I think the cluster isn’t in a healthy state because all nodes show ‘NO’ for database? I am not entirely sure about this thought because I don’t really understand the meaning or implications of all nodes being database=NO.

freeekanayaka · January 14, 2020, 9:36pm

Except from the fact that the database column of lxc cluster list says NO, and possibly that the cluster might somehow revert to a bad state after a certain time, is everything else working fine? IOW, once you have restored, does it work completely normally at least for a while?

amcduffee · January 14, 2020, 9:54pm

Yes, what I have tested so far has worked without issue. I am able to start, stop and move containers between nodes where the container is backed by a Ceph RBD.

I am going to monitor the machines and see if they end up back in a state with the transaction error messages. I will check whether or not the start/stop/move commands still work under that condition if it manifests again.

freeekanayaka · January 14, 2020, 10:14pm

Ok, if they cluster keeps working, it might just be a glitch. I’ll give you a SQL command to fix the database column and that should be it.

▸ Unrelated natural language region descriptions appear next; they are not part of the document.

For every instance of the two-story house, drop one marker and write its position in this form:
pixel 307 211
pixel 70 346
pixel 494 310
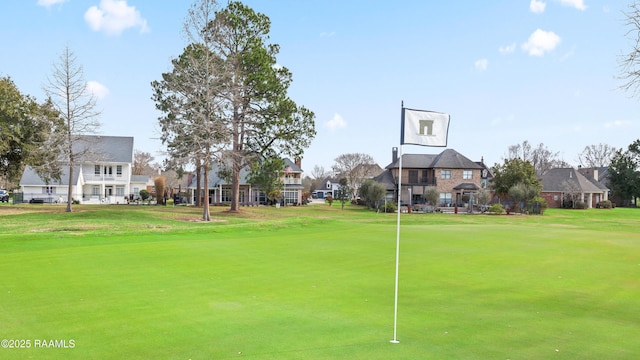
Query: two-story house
pixel 102 174
pixel 452 174
pixel 220 189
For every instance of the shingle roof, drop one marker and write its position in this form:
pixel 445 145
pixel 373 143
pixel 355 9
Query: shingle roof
pixel 105 148
pixel 448 159
pixel 31 178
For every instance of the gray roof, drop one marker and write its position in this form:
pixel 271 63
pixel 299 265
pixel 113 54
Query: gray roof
pixel 386 179
pixel 139 178
pixel 105 148
pixel 467 186
pixel 554 181
pixel 448 159
pixel 31 178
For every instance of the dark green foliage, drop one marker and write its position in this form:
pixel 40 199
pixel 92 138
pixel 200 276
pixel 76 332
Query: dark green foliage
pixel 372 192
pixel 496 209
pixel 513 172
pixel 624 176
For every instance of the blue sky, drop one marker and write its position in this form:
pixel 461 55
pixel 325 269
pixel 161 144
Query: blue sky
pixel 507 71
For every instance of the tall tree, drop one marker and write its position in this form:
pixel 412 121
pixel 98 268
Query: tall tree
pixel 267 174
pixel 355 168
pixel 234 88
pixel 25 126
pixel 597 155
pixel 624 174
pixel 540 157
pixel 513 172
pixel 629 63
pixel 76 105
pixel 260 117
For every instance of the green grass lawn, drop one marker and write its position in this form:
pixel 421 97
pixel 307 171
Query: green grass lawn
pixel 317 282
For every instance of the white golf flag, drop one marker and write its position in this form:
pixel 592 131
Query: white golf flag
pixel 427 128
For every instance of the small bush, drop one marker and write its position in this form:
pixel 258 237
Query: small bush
pixel 390 207
pixel 496 209
pixel 580 205
pixel 606 204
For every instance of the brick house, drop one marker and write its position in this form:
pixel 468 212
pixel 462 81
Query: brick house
pixel 451 173
pixel 559 184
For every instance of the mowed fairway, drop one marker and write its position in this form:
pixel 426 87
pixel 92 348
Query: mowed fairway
pixel 317 283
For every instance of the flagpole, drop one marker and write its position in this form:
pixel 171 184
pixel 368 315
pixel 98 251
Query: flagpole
pixel 395 302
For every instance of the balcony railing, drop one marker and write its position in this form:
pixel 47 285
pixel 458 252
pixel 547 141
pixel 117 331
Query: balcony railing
pixel 101 177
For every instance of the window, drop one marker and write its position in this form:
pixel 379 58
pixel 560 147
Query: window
pixel 290 197
pixel 226 195
pixel 413 176
pixel 445 199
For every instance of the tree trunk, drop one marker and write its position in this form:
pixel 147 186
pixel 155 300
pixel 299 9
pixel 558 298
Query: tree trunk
pixel 206 216
pixel 199 182
pixel 235 187
pixel 70 190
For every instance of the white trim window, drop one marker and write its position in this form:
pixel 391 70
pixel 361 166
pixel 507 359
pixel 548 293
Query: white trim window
pixel 445 198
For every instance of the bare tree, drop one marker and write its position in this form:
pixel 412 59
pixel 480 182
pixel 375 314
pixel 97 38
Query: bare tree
pixel 319 172
pixel 597 155
pixel 142 163
pixel 572 191
pixel 76 105
pixel 355 168
pixel 540 157
pixel 520 151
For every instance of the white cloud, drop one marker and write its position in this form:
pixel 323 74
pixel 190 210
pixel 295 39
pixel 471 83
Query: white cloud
pixel 541 42
pixel 617 123
pixel 97 89
pixel 508 49
pixel 327 34
pixel 50 3
pixel 337 122
pixel 502 120
pixel 481 64
pixel 578 4
pixel 537 6
pixel 114 16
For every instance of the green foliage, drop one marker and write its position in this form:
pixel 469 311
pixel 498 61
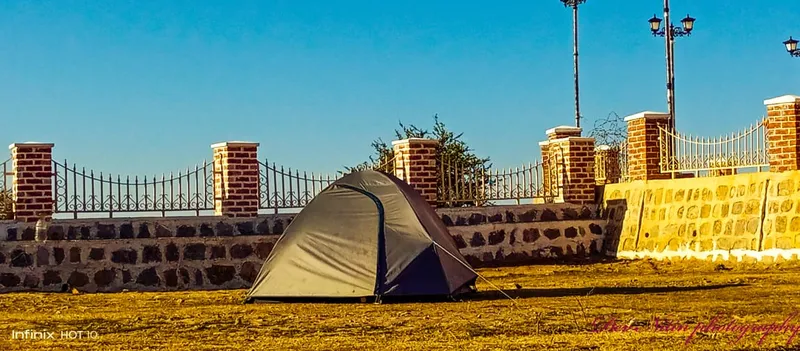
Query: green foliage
pixel 611 130
pixel 461 175
pixel 6 205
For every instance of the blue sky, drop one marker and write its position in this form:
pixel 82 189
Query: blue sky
pixel 143 87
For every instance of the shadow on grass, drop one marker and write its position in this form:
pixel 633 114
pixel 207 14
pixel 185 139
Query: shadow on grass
pixel 566 292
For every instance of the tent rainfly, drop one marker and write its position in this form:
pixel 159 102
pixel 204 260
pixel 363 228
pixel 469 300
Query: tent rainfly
pixel 368 235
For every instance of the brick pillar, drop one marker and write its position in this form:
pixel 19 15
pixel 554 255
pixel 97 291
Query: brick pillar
pixel 572 157
pixel 33 181
pixel 783 115
pixel 236 179
pixel 607 165
pixel 415 162
pixel 643 147
pixel 549 184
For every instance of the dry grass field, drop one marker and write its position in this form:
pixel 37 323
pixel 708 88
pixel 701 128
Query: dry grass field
pixel 554 309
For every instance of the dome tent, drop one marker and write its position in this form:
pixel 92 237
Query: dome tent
pixel 367 235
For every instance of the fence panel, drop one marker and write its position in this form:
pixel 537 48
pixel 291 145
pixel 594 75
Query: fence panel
pixel 284 188
pixel 611 164
pixel 716 156
pixel 468 184
pixel 78 191
pixel 6 190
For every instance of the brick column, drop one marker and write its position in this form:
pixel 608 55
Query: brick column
pixel 572 156
pixel 236 179
pixel 550 185
pixel 415 162
pixel 783 114
pixel 643 147
pixel 33 181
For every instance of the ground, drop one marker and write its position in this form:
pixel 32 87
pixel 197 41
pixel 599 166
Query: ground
pixel 555 307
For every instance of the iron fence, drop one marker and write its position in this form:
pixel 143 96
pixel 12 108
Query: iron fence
pixel 722 155
pixel 286 188
pixel 81 191
pixel 6 191
pixel 465 183
pixel 611 164
pixel 282 188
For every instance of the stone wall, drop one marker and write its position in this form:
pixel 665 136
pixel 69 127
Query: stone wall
pixel 148 254
pixel 513 235
pixel 754 216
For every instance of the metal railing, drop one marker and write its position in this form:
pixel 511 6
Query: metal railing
pixel 611 164
pixel 6 191
pixel 463 183
pixel 722 155
pixel 283 188
pixel 81 191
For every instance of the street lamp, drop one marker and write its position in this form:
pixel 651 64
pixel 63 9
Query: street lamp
pixel 574 4
pixel 669 32
pixel 791 47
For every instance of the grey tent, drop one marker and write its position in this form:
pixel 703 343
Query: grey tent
pixel 367 235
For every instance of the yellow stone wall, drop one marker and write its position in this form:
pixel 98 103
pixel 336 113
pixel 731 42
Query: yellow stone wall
pixel 745 216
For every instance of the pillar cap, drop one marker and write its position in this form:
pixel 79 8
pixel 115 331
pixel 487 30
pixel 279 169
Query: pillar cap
pixel 234 143
pixel 563 129
pixel 785 99
pixel 647 115
pixel 31 143
pixel 417 140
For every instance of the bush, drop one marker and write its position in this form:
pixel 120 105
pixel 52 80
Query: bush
pixel 464 180
pixel 6 205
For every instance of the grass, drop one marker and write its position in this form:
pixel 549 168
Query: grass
pixel 553 310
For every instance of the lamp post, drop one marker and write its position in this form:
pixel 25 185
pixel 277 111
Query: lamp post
pixel 574 4
pixel 669 32
pixel 791 47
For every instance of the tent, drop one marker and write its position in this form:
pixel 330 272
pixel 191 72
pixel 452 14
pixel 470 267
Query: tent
pixel 368 235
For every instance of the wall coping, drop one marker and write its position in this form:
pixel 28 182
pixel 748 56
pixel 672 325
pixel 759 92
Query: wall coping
pixel 31 143
pixel 647 115
pixel 785 99
pixel 235 143
pixel 572 139
pixel 563 129
pixel 418 140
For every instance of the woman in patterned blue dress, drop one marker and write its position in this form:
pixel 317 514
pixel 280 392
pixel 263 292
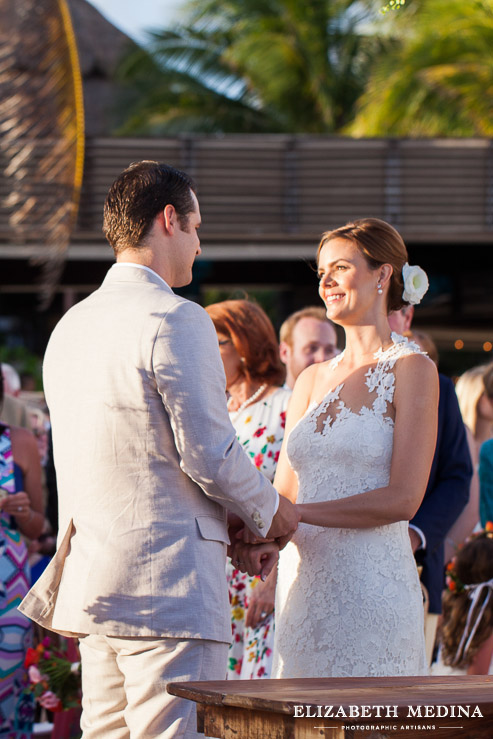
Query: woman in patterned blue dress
pixel 20 514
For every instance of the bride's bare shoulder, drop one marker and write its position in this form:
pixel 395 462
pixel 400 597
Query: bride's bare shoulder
pixel 311 379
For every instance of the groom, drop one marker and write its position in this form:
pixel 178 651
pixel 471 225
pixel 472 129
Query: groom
pixel 147 463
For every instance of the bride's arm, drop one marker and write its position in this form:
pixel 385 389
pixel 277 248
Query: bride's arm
pixel 415 430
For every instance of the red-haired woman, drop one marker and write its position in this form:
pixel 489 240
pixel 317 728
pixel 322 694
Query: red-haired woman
pixel 257 406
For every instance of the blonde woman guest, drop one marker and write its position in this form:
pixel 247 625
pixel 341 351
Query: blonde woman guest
pixel 474 389
pixel 257 408
pixel 360 437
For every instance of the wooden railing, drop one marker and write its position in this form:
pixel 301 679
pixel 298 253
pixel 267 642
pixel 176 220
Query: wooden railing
pixel 277 193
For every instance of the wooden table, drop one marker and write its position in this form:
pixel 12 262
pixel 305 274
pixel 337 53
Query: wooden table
pixel 265 709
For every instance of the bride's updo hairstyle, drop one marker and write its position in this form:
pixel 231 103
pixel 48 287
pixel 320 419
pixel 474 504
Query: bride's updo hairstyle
pixel 379 243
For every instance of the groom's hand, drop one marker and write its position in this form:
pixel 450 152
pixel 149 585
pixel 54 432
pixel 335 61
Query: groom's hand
pixel 255 559
pixel 284 523
pixel 283 526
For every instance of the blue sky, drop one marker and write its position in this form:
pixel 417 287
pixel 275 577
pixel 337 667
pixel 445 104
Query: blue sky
pixel 135 16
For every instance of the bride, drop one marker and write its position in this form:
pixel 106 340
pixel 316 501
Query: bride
pixel 360 437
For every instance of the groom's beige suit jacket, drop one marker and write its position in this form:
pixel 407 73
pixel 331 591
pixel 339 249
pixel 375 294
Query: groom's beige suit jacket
pixel 147 463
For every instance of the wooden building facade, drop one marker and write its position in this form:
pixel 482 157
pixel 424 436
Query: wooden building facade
pixel 265 200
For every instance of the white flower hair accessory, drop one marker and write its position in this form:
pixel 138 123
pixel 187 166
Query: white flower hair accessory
pixel 415 283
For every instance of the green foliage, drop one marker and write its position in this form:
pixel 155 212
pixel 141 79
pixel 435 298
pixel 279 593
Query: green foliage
pixel 249 66
pixel 437 76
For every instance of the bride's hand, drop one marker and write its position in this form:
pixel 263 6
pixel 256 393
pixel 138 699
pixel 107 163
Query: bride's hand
pixel 256 559
pixel 261 601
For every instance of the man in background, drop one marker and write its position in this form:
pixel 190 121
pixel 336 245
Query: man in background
pixel 306 337
pixel 447 491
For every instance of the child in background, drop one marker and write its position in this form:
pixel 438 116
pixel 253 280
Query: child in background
pixel 466 646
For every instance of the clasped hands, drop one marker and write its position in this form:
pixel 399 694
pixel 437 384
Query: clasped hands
pixel 254 555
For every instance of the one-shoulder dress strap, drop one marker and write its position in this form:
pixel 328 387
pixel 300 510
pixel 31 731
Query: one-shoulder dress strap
pixel 380 379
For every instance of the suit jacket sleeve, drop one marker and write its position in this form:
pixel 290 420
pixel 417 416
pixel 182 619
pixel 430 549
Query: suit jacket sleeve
pixel 486 482
pixel 190 379
pixel 448 488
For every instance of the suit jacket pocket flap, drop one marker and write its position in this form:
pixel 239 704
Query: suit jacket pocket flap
pixel 212 528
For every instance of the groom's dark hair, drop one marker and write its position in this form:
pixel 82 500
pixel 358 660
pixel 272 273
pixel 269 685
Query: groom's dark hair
pixel 137 195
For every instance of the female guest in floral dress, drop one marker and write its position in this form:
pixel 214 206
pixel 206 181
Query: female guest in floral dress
pixel 257 408
pixel 20 513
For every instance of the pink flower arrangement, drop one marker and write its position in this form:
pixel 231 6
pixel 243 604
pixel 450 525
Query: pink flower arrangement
pixel 54 678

amcduffee · January 14, 2020, 11:04pm

Sure, but I am going to hold off on running the SQL for a few days because I am more concerned that this might be a chronic issue. An aesthetic bug in the cluster list table doesn’t matter for me as much as the possibility that the cluster might be getting into a state that could have other issues.

All three machines show the same output as seen below:

$ lxd sql global “SELECT * FROM nodes_roles;”
±--------±-----+
| node_id | role |
±--------±-----+
±--------±-----+

amcduffee · January 17, 2020, 7:01pm

I just checked the machines again and the problem has not reappeared. Possibly it is a one time quirk after rebooting the cluster.

What is the SQL command for fixing the ‘lxc cluster list’ table showing database NO?

freeekanayaka · January 18, 2020, 9:11am

Assuming that:

lxd sql local "SELECT * FROM raft_nodes"

returns you exactly the three nodes part of your cluster, then the fix is:

lxd sql global "INSERT INTO nodes_roles (node_id, role) SELECT id, 0 FROM nodes"

amcduffee · January 20, 2020, 8:52pm

That fixed the output of cluster list. Thanks.